All done, I come back home, mom freaks, do I have guests coming over? What’s with all the food? I explain, and then while I’m putting the stuff in the freezer, I notice a teeny-weeny cup of ice cream sitting in there. It’s been a while since I’ve had breakfast, and it’s a really teeny-weeny cup, so can I have it? Sure, mom says. So I do, only, I put chocolate sauce on top of it. It’s butterscotch flavor, but chocolate makes everything better, so in it goes!

Then bath and lunch, completely vegetarian, totally yum! Awesome!!! After all that, while I’m packing my bag to get to office, mom comes in with my tiffin. What’s in it? Aloo paratha and achaar…oooooooooooh! More happiness!

So now as I sit in my studio, and contemplate the paratha, you tell me, how was your day?

Friday, August 21, 2009

Jim Ladd



It seems strange for someone half-way around the world to be obsessed with an American radio personality, and yet I am, and I find the more I listen to him, that more than music, humanity has one common language, that some thoughts, feelings, transcend all boundaries of time, religion, race, nationality, and all these walls that we build all around ourselves.

I had an incredible revelation last night. I was on a journey, and on another journey, at the same time. And suddenly it hit home, it all made sense, everything was illuminated. It started simply enough, an old friend called and said that he wanted to catch up over drinks. So we went to our favorite place, got some whiskies and roast pork, and settled to down to discuss this business that we call life.
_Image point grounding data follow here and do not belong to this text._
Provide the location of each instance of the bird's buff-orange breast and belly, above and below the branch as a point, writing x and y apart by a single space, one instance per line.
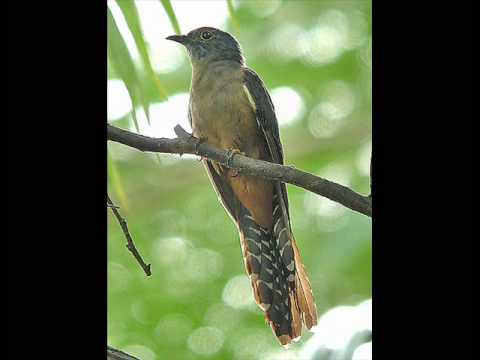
223 116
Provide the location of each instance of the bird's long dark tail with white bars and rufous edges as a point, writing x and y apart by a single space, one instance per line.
280 284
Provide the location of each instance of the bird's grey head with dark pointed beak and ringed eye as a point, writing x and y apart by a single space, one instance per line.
207 44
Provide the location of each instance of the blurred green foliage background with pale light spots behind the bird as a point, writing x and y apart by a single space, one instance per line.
315 58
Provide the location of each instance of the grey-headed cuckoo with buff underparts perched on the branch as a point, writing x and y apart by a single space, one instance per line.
230 108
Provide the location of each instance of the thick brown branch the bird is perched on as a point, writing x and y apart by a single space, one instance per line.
187 144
They’ve banned old cabs in Calcutta, to reduce pollution, which means that the number of cabs on the road has gone down to about a third of what it used to be. We walk out, and find one single cab parked in front of the restaurant. He won’t drop me first and then my friend, but he will go the other way round. It’s 11 in the night, and I really don’t want to wait around for another cab, so I agree. The thing is, I live about 2 kilometers away, and my friend, about 15. But then, late night, empty streets, long ride, the wind in my hair, it all seemed too tempting.
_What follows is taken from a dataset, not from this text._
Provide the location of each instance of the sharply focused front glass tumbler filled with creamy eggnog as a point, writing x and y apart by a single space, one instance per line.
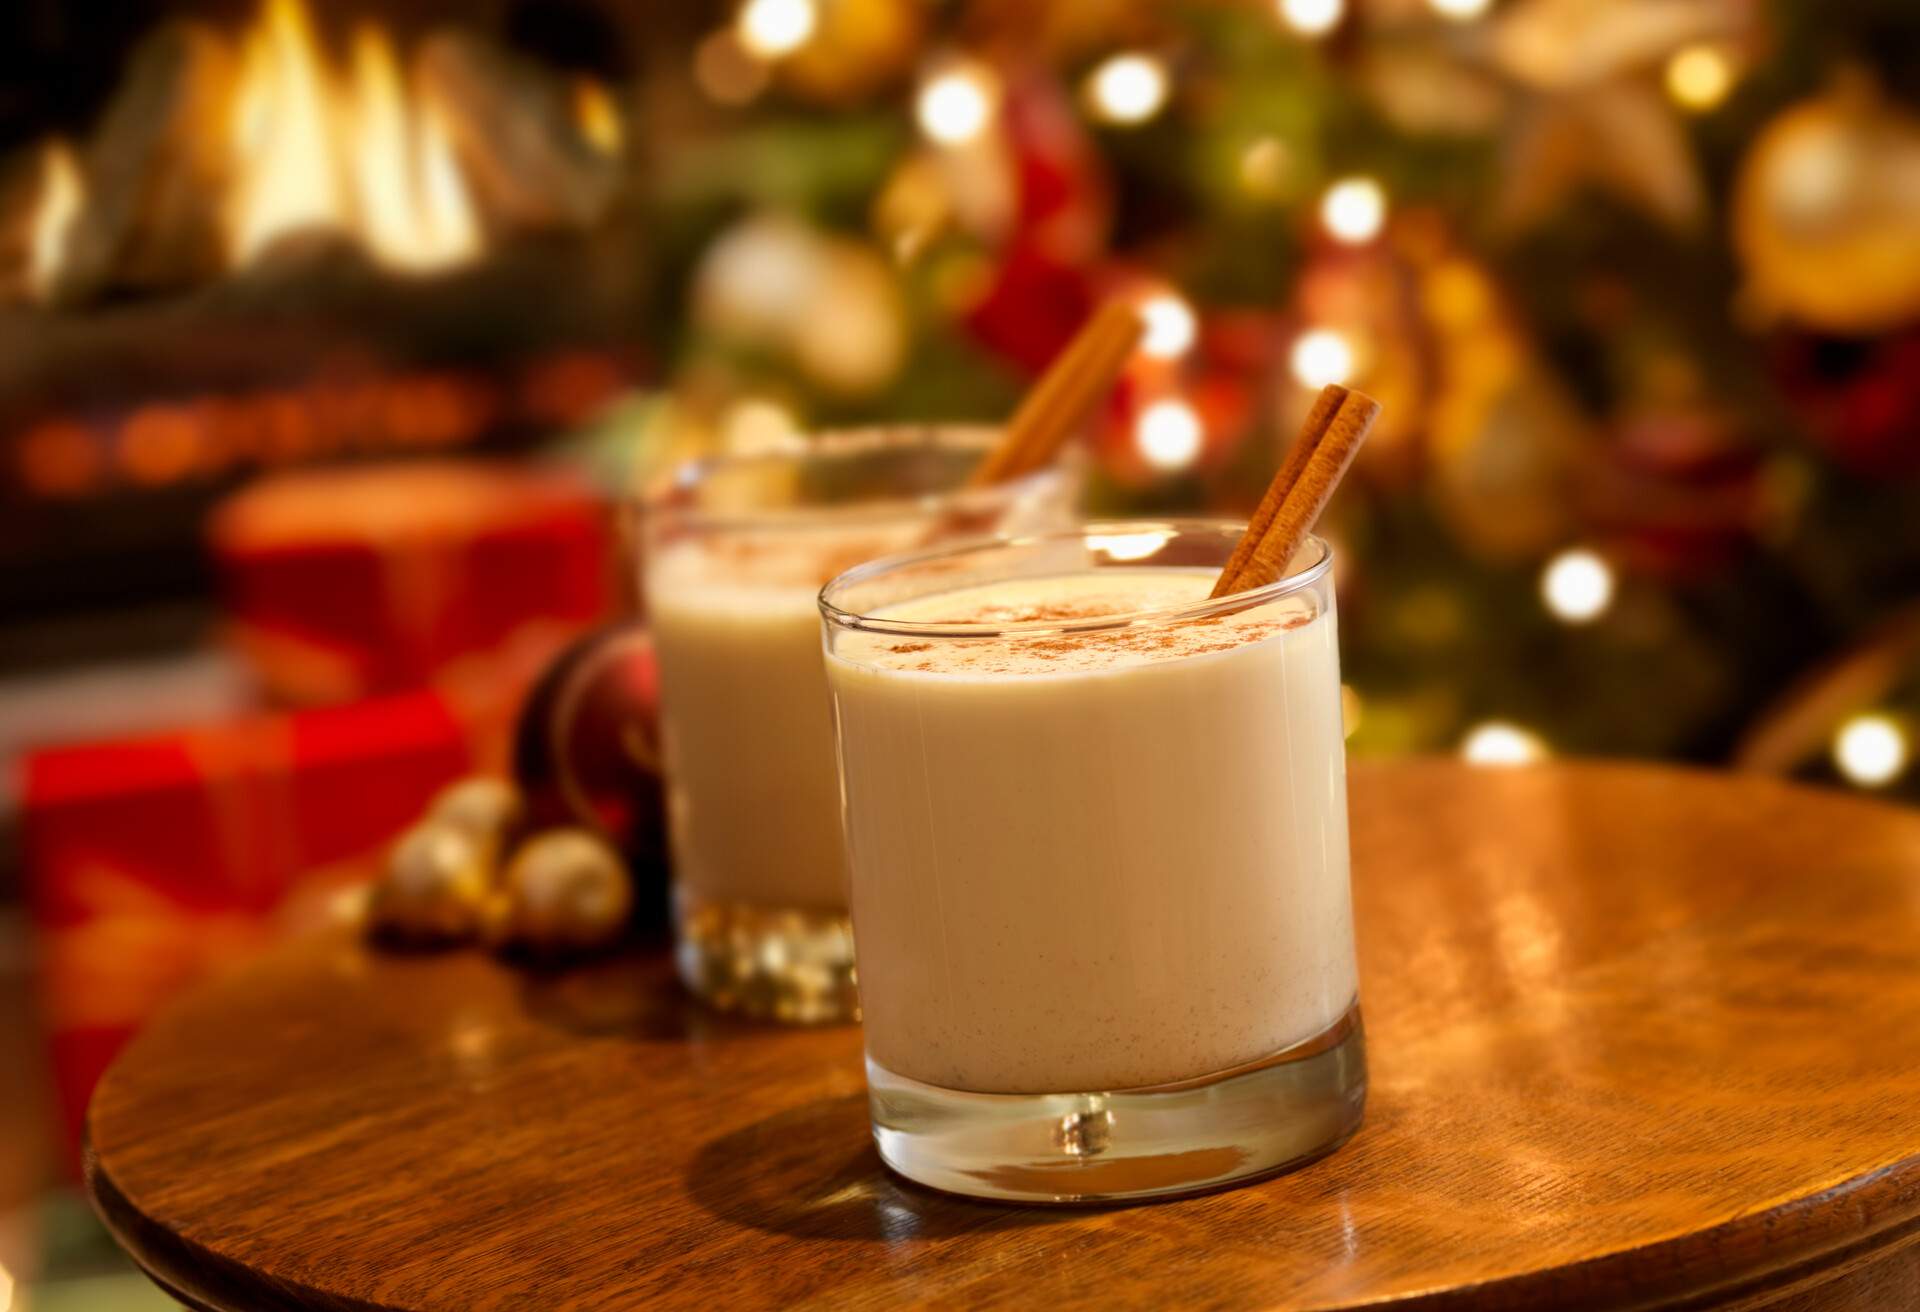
1097 838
On the way back after dropping him off, I turn on my iPod and decide to play Jim Ladd’s Headsets Chapter 1: Alone Out Here, and just like that, it hits me. I am no more just a boy coming home after a long day, I am the last in a long line of sailors, and aviators and privateers, on my starship “Infinity”, blasting off into the unknown, sailing through an endless sea of stars. My guidance system fails, communication is lost, and I drift, for an eternity, all alone, through the great unknown. And then I realize, there is nothing to be found out there. There is no heaven, no gods in these remnants of creation. All that is, is within me, my own private heaven, and I must journey inwards, to find God waiting for me.
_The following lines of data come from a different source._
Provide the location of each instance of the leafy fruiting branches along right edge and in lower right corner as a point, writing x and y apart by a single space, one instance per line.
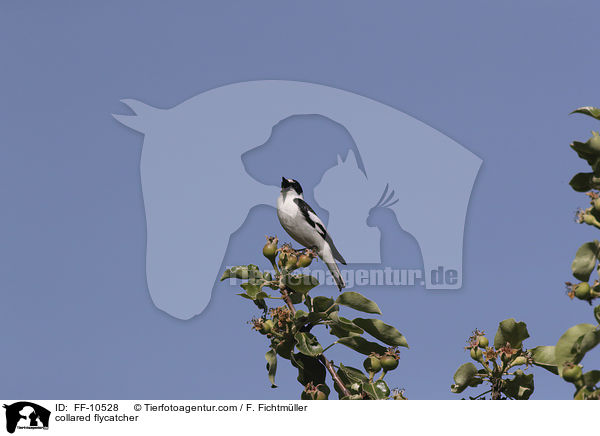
562 359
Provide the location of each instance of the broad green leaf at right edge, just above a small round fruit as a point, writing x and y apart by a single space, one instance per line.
574 343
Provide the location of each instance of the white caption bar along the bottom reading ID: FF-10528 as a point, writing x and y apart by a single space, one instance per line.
156 417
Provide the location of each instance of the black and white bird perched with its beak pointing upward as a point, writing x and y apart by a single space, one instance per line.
302 223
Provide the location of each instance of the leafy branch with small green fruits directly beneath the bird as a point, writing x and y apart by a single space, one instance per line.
290 330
I don’t know if you’ve ever had an experience like this, if someone has ever managed to make you feel all alone in a room full of people, if someone has ever taken you away from all that surrounds you, made you realize that what we toil for all our lives, all the material things that we pile all around us, are nothing, and that if you want to be a real explorer, you must stop looking out and start looking in. America’s greatest radio personality did it for me, maybe his magic will work for you too.